2023-06-22T09:09:27.624Z: [vSANCorrelator] 789244634927us: [vob.vsan.lsom.congestionthreshold] LSOM SSDCong in 525b3aef-80ee-3579-ccd3-6a08508ab925 Congestion State: Exceeded. Congestion Threshold: 200 Current Congestion: 243.
2023-06-22T09:09:27.624Z: [vSANCorrelator] 789249074685us: [esx.problem.vsan.lsom.congestionthreshold] LSOM SSDCong in 525b3aef-80ee-3579-ccd3-6a08508ab925 Congestion State: Exceeded.

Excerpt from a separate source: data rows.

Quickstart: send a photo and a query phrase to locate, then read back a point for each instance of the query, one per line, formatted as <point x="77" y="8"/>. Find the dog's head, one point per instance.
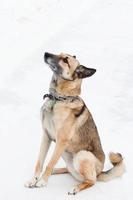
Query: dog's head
<point x="67" y="67"/>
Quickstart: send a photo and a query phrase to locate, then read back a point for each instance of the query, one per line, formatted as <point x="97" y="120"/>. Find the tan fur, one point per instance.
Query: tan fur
<point x="69" y="123"/>
<point x="60" y="171"/>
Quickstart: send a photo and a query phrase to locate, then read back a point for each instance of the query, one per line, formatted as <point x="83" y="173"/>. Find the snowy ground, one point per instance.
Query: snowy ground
<point x="100" y="33"/>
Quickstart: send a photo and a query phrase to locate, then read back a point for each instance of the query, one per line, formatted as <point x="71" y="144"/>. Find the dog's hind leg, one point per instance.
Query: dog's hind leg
<point x="45" y="143"/>
<point x="87" y="166"/>
<point x="63" y="170"/>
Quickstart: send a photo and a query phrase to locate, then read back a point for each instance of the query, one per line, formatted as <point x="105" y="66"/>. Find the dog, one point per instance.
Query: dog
<point x="67" y="121"/>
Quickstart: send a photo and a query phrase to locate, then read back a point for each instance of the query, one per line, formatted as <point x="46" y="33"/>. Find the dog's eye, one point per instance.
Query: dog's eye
<point x="65" y="60"/>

Congestion Threshold: 200 Current Congestion: 243.
2023-06-22T09:10:27.634Z: [vSANCorrelator] 789304644243us: [vob.vsan.lsom.congestionthreshold] LSOM SSDCong in 525b3aef-80ee-3579-ccd3-6a08508ab925 Congestion State: Normal. Congestion Threshold: 200 Current Congestion: 0.
2023-06-22T09:10:27.634Z: [vSANCorrelator] 789309084437us: [esx.problem.vsan.lsom.congestionthreshold] LSOM SSDCong in 525b3aef-80ee-3579-ccd3-6a08508ab925 Congestion State: Normal. Congestion Threshold: 200 Current Congestion: 0

vobd log may also report PDL events:

2023-06-22T08:24:02.921Z: [vSANCorrelator] 786519949736us: [vob.vsan.pdl.offline] vSAN device 528e93c3-4e51-93ad-c5e3-8a4d7eb2a60c has gone offline.
2023-06-22T08:24:02.922Z: [vSANCorrelator] 786524371797us: [esx.problem.vob.vsan.pdl.offline] vSAN device 528e93c3-4e51-93ad-c5e3-8a4d7eb2a60c has gone offline.
2023-06-22T08:24:02.922Z: [vSANCorrelator] 786519949748us: [vob.vsan.pdl.offline] vSAN device 525f86bd-592d-631b-3bb9-1399d4509366 has gone offline.
2023-06-22T08:24:02.922Z: [vSANCorrelator] 786524371895us: [esx.problem.vob.vsan.pdl.offline] vSAN device 525f86bd-592d-631b-3bb9-1399d4509366 has gone offline.
2023-06-22T08:24:02.922Z: [vSANCorrelator] 786519949774us: [vob.vsan.pdl.offline] vSAN device 5259a7a1-763c-4101-38cb-da53332fa649 has gone offline.
2023-06-22T08:24:02.922Z: [vSANCorrelator] 786524371939us: [esx.problem.vob.vsan.pdl.offline] vSAN device 5259a7a1-763c-4101-38cb-da53332fa649 has gone offline.
2023-06-22T08:24:04.915Z: [vSANCorrelator] 786521943100us: [vob.vsan.pdl.offline] vSAN device 5272ae62-10a6-6e84-f3ee-498673d9c5e8 has gone offline.
2023-06-22T08:24:04.915Z: [vSANCorrelator] 786526364980us: [esx.problem.vob.vsan.pdl.offline] vSAN device 5272ae62-10a6-6e84

Environment

VMware vSAN

Cause

Quiesce operations can not complete if I/O operation is still pending to the device. In some cases of stuck I/O, device may neither acknowledge completion of the I/O operation (ACK), nor it does honor ABORT request coming from the driver. This may cause a race condition.

Resolution

Issue may manifest seen in ESXi version 7.0.3 P07 and 8.0.x, fixed in version ESXi 7.0.3 P09 and ESXi 8.0.3.0 (8.0U3)

Workaround:

Power off all the virtual machines on the host if vMotion of the VMs is not possible.
Put impacted host into maintenance mode with "No Data Migration" as "Ensure Accessibility" will most likely fail.
If Maintenance Mode from UI does not work, node should be sent into Maintenance from CLI with:
localcli system maintenanceMode set -e true -m noAction
Once node is in Maintenance Mode a shutdown is preferred over reboot, to help with re-initialization of physical devices.
Power the node back up and attempt to vMotion VMs to another nodes.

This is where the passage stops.